Tympanometry and acoustic reflexes:

These procedures evaluate the middle ear function by measuring the tympanic membrane compliance, the external ear canal volume, and the pressure changes inside the middle ear cavity, as well as the function of the middle ear muscles. These tests usually reveal middle ear infection, tympanic membrane stiffness or perforation, and abnormalities in the function of the middle ear muscles.

 

Visual reinforcement audiometry (VRA):

This hearing test is designed to evaluate the hearing of children from 6 months to two-years of age in a sound treated booth. The test includes the presentation of individual tones at different frequencies and intensities, from different directions inside the room. Children tend to search for the sound source by turning their heads or eyes toward the loudspeaker that produced the sound. After the child turns toward the sound source, the examiner displays a dancing toy or a cartoon as a reinforcement to encourage the child to continue searching for the sound source every time the sound is heard during the test. The child’s head or eye turn toward the sound source is considered as the child’s response to the heard sound.

 

Play audiometry:

This test evaluates the hearing of children from two to five years of age in a sound treated booth. During this test, the examiner presents several individual tones at different frequencies and intensities through the headphone or the loudspeaker. Each time the sound is presented, the child responds if he hears the sound by doing a certain task in a game context such as throwing a cube inside a bucket each time the child hears the sound. The child’s response to each sound allows the examiner to evaluate the child’s hearing level.

Standard audiometry:

This test evaluates the hearing level of adults in a sound treated booth. In pure tone audiometry, the examiner presents several individual tones at different frequencies and intensities through the headphone mounted on the patient’s ears. The patient is instructed to push a button or raise his hand every time he hears the sound, allowing the examiner to identify the patient’s hearing level. In speech audiometry, the examiner presents several standardized words, and the patient is instructed to repeat the words as heard. This test allows the examiner to identify the patient’s speech reception threshold, and the word recognition score.

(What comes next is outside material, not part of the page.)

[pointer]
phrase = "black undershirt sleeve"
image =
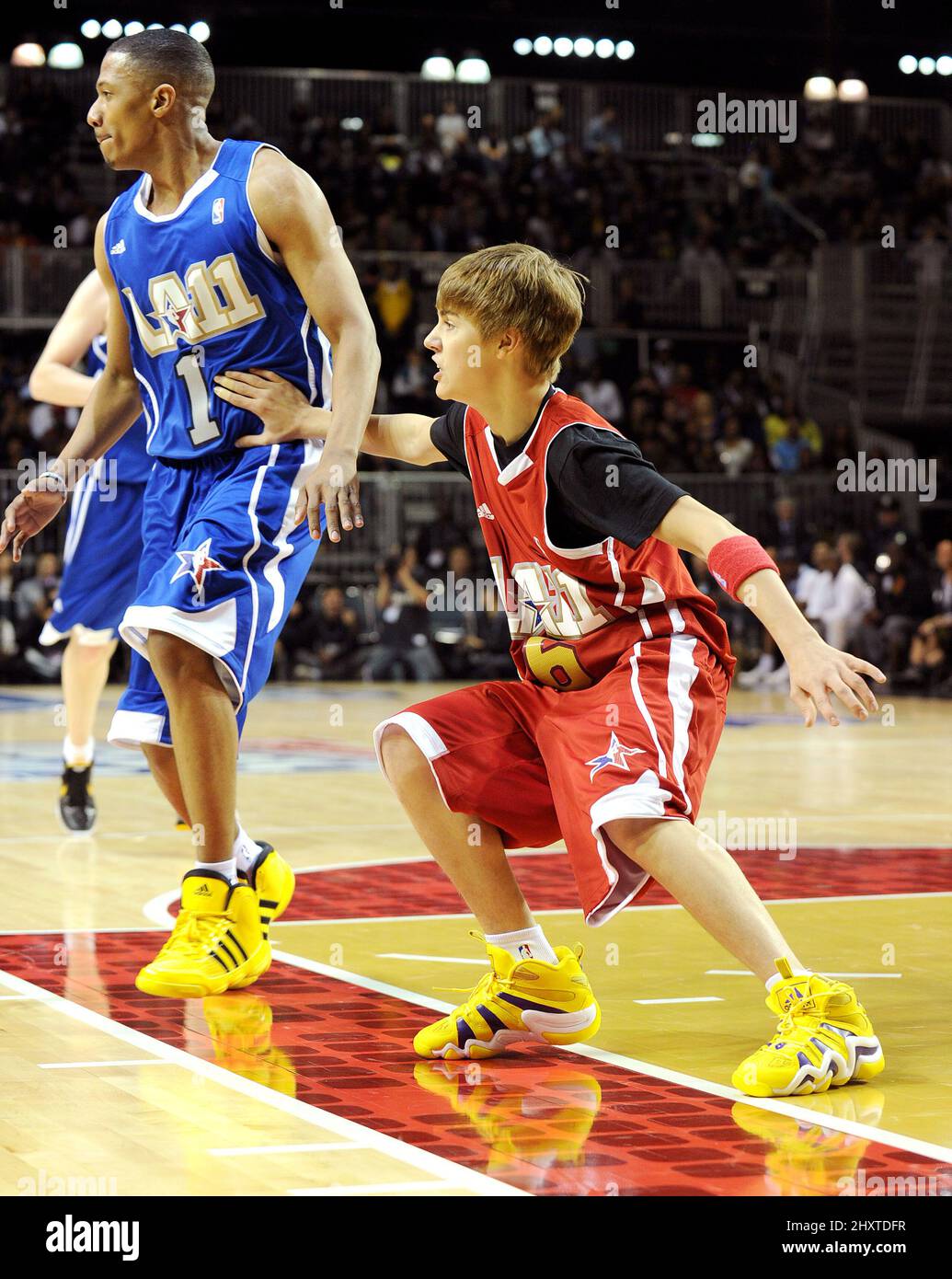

Otoacoustic Emissions Testing(OAE)

This test is used to evaluate the health of the OHCs within the cochlea by recording the OHCs emitted sounds in the external auditory canal. During this test, a small probe is place in the ear and clicks or tones are played and sent from the probe speaker to the ear canal, through the middle ear, and into the cochlea. Outer hair cells in the cochlea become excited and react by generating and emitting an acoustic response. This emitted response then travels in a reverse direction from the cochlea back to the ear canal, where it is detected by the probe microphone.

 

Impedance Testing

These are tests which determine the functioning of the middle ear. It only takes from 3 to 30 seconds per ear. It may also be referred to as Immittance Testing, which includes tests called (a) Tympanometry, and (b) Acoustic Reflexes. In this type of evaluation, eardrum mobility is measured under different pressure conditions to determine if any problems exist in the middle ear.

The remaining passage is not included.